Jealousy, Part 2

Jealousy, Part 2 Human Voices Wake Us

An episode from 2/21/22: Tonight, I continue the discussion of jealousy that has threaded its way through a handful of episodes on this podcast (including Jealousy Part 1). The bulk of this episode is spent talking about the essayist and novelist Joan Didion, whose fairly affluent lifestyle belied many of my merely defensive (and indeed jealous) notions about just how truly talented the rich or well-off could really be.

At the same time, though, I make what I think is a fair point: after listening to Didion’s memoir about her husband’s death, The Year of Magical Thinking, I notice how unfortunate it is that, out of all the memoirs of love and long marriage and mourning that are published, of course the one by Didion becomes a bestseller. A similarly brilliant and moving book, written by an unknown widow about her unknown husband, would likely never achieve the prominence that Didion’s book has, and that’s a shame.

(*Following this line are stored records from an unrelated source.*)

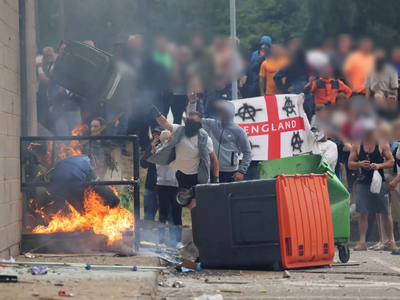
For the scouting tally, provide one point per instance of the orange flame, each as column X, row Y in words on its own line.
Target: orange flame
column 95, row 216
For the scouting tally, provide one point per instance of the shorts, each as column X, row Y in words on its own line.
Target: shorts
column 367, row 202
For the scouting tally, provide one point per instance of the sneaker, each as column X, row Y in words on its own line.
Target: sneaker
column 381, row 247
column 391, row 246
column 396, row 252
column 361, row 247
column 378, row 245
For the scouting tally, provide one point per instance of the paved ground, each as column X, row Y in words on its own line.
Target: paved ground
column 301, row 285
column 347, row 282
column 94, row 284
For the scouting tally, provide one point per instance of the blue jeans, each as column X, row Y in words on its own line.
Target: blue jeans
column 150, row 204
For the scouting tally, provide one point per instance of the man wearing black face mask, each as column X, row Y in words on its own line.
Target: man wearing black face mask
column 190, row 152
column 382, row 78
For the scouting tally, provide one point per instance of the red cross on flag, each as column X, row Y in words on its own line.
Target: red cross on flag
column 274, row 124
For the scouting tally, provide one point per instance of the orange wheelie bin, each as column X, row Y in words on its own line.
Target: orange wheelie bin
column 305, row 221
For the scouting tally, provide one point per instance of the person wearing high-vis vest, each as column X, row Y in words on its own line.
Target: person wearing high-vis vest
column 326, row 88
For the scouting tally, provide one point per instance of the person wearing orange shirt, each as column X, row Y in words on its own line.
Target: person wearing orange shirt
column 326, row 88
column 268, row 69
column 358, row 65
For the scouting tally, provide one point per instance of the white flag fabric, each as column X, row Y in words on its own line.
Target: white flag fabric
column 274, row 125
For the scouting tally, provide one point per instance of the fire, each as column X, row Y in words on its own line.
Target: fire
column 95, row 216
column 114, row 189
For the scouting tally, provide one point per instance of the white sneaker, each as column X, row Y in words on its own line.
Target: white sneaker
column 378, row 245
column 352, row 209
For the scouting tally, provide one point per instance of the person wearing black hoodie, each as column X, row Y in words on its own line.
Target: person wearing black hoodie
column 296, row 74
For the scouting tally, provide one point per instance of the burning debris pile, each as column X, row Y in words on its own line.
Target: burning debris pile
column 95, row 216
column 95, row 212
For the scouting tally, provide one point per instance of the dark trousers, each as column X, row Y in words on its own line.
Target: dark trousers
column 178, row 106
column 186, row 181
column 166, row 199
column 371, row 224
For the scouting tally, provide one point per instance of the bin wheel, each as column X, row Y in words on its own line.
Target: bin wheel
column 184, row 197
column 344, row 253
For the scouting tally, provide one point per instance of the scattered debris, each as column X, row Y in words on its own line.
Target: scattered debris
column 186, row 270
column 8, row 260
column 178, row 284
column 8, row 278
column 229, row 291
column 209, row 297
column 332, row 271
column 64, row 294
column 286, row 274
column 345, row 265
column 190, row 252
column 191, row 265
column 28, row 255
column 225, row 282
column 39, row 270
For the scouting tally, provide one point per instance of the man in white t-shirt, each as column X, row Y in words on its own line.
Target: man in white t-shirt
column 190, row 151
column 328, row 148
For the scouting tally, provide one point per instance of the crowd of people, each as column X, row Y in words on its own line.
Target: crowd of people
column 350, row 100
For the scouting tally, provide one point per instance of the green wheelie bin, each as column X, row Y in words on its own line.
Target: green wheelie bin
column 338, row 195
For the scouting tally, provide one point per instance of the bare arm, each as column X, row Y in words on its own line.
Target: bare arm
column 389, row 159
column 353, row 164
column 348, row 82
column 262, row 83
column 214, row 164
column 163, row 122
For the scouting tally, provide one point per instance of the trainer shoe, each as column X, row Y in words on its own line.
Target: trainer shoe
column 361, row 247
column 391, row 246
column 375, row 246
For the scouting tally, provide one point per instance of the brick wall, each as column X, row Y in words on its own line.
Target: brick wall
column 10, row 119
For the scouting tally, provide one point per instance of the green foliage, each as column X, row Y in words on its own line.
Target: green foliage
column 105, row 21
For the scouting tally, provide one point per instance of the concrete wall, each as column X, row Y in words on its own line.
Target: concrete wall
column 10, row 120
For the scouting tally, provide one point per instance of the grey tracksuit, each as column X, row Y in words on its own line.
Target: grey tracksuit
column 228, row 139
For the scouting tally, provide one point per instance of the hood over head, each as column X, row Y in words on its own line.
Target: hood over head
column 266, row 39
column 227, row 106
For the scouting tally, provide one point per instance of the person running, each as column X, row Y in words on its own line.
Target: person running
column 190, row 152
column 228, row 138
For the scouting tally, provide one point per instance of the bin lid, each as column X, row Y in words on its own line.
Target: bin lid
column 83, row 69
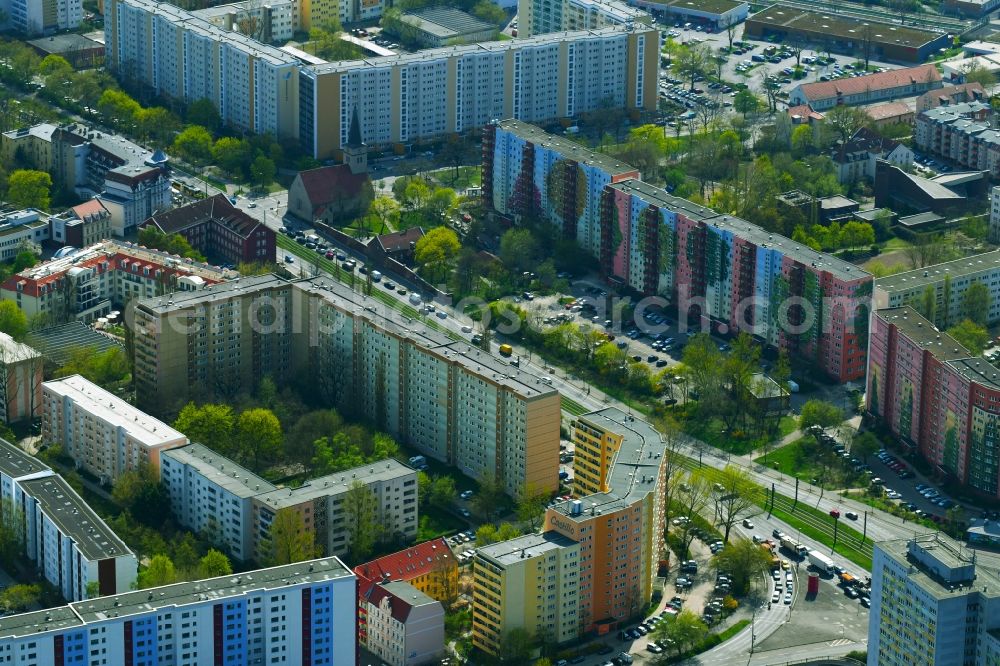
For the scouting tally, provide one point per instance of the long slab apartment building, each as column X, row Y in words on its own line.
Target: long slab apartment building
column 211, row 494
column 452, row 401
column 937, row 398
column 401, row 98
column 716, row 268
column 65, row 540
column 562, row 582
column 302, row 613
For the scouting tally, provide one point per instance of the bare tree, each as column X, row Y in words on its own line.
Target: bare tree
column 250, row 20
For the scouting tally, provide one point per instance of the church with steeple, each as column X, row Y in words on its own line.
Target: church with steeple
column 356, row 152
column 335, row 194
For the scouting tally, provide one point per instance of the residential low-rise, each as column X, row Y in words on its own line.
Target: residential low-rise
column 948, row 282
column 91, row 282
column 867, row 89
column 219, row 230
column 299, row 613
column 403, row 626
column 102, row 433
column 20, row 381
column 962, row 133
column 68, row 543
column 212, row 495
column 532, row 583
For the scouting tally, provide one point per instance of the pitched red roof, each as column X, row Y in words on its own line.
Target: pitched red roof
column 216, row 209
column 328, row 184
column 882, row 81
column 92, row 208
column 405, row 564
column 400, row 240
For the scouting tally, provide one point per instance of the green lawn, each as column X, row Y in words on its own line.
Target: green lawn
column 712, row 432
column 799, row 459
column 435, row 523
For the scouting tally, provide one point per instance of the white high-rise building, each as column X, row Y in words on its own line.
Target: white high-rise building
column 303, row 613
column 934, row 602
column 101, row 432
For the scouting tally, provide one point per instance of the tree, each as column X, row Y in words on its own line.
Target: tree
column 258, row 437
column 516, row 647
column 211, row 425
column 490, row 498
column 214, row 564
column 13, row 321
column 194, row 144
column 519, row 249
column 262, row 171
column 735, row 496
column 20, row 598
column 692, row 61
column 531, row 507
column 745, row 561
column 441, row 492
column 746, row 102
column 151, row 236
column 53, row 65
column 359, row 510
column 27, row 188
column 976, row 303
column 489, row 533
column 160, row 572
column 435, row 250
column 156, row 124
column 864, row 445
column 845, row 120
column 119, row 110
column 289, row 540
column 141, row 492
column 684, row 630
column 232, row 155
column 386, row 211
column 203, row 112
column 970, row 335
column 820, row 413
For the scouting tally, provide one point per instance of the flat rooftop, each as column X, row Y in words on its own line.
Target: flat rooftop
column 67, row 43
column 112, row 409
column 783, row 17
column 742, row 229
column 16, row 463
column 570, row 149
column 922, row 333
column 183, row 594
column 475, row 360
column 445, row 22
column 60, row 618
column 709, row 6
column 978, row 369
column 334, row 484
column 506, row 553
column 633, row 471
column 947, row 554
column 75, row 518
column 921, row 277
column 220, row 470
column 444, row 52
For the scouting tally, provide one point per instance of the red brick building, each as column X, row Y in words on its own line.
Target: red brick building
column 219, row 230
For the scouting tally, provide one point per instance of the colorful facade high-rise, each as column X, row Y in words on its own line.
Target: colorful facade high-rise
column 718, row 270
column 936, row 397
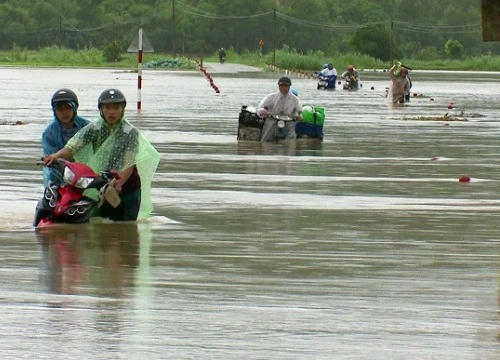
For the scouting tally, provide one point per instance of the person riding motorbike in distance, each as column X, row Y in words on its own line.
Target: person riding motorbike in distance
column 400, row 84
column 282, row 102
column 113, row 143
column 351, row 76
column 65, row 124
column 329, row 73
column 222, row 55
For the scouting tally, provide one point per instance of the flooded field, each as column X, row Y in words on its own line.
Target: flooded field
column 366, row 246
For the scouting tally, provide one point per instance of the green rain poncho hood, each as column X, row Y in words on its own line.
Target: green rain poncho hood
column 117, row 149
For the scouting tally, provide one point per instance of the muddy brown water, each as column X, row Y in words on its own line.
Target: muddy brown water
column 365, row 246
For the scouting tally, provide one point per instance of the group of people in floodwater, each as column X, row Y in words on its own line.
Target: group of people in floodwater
column 285, row 101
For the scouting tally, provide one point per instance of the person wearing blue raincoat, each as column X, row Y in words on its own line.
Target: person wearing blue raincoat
column 65, row 124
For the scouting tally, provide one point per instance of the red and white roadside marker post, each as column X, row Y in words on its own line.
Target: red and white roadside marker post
column 139, row 71
column 140, row 45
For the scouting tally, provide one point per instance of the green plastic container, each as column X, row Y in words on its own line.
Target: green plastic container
column 316, row 116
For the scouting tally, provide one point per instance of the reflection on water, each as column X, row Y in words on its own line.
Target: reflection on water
column 363, row 246
column 90, row 260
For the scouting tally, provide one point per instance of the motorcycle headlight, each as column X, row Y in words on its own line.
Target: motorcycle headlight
column 82, row 183
column 68, row 176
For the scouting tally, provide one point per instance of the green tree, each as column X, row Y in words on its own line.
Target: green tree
column 454, row 49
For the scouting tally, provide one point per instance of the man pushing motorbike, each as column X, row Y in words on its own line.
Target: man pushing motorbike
column 282, row 102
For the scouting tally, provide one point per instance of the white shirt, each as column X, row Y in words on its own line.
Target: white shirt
column 281, row 104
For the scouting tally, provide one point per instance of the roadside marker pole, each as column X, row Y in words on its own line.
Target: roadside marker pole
column 139, row 71
column 140, row 44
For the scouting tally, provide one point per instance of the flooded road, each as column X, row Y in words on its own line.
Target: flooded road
column 366, row 246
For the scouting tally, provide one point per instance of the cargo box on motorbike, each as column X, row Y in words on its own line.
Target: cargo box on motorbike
column 249, row 124
column 316, row 116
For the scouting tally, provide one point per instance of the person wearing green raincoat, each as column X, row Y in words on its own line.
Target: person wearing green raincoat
column 113, row 143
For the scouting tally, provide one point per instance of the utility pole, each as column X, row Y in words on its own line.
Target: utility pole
column 391, row 40
column 274, row 37
column 173, row 32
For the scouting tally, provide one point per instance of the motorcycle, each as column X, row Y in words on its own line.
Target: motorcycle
column 66, row 203
column 326, row 82
column 350, row 84
column 249, row 124
column 282, row 125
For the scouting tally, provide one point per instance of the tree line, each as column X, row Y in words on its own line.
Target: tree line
column 424, row 29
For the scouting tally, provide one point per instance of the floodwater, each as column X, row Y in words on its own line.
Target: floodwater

So that while my jealousy and defensiveness in the face of those who are well-off, and those who are famous, can easily be seen as petty, at some point it does highlight a real disparity in our culture, on the basic level of whose voices we hear, and whose stories we are told. There is a great sense that many of us, who have few connections and who will never be well known, are barely scraping by (creatively, financially, and otherwise), while those with even half a foot in the door can game the system without even really trying.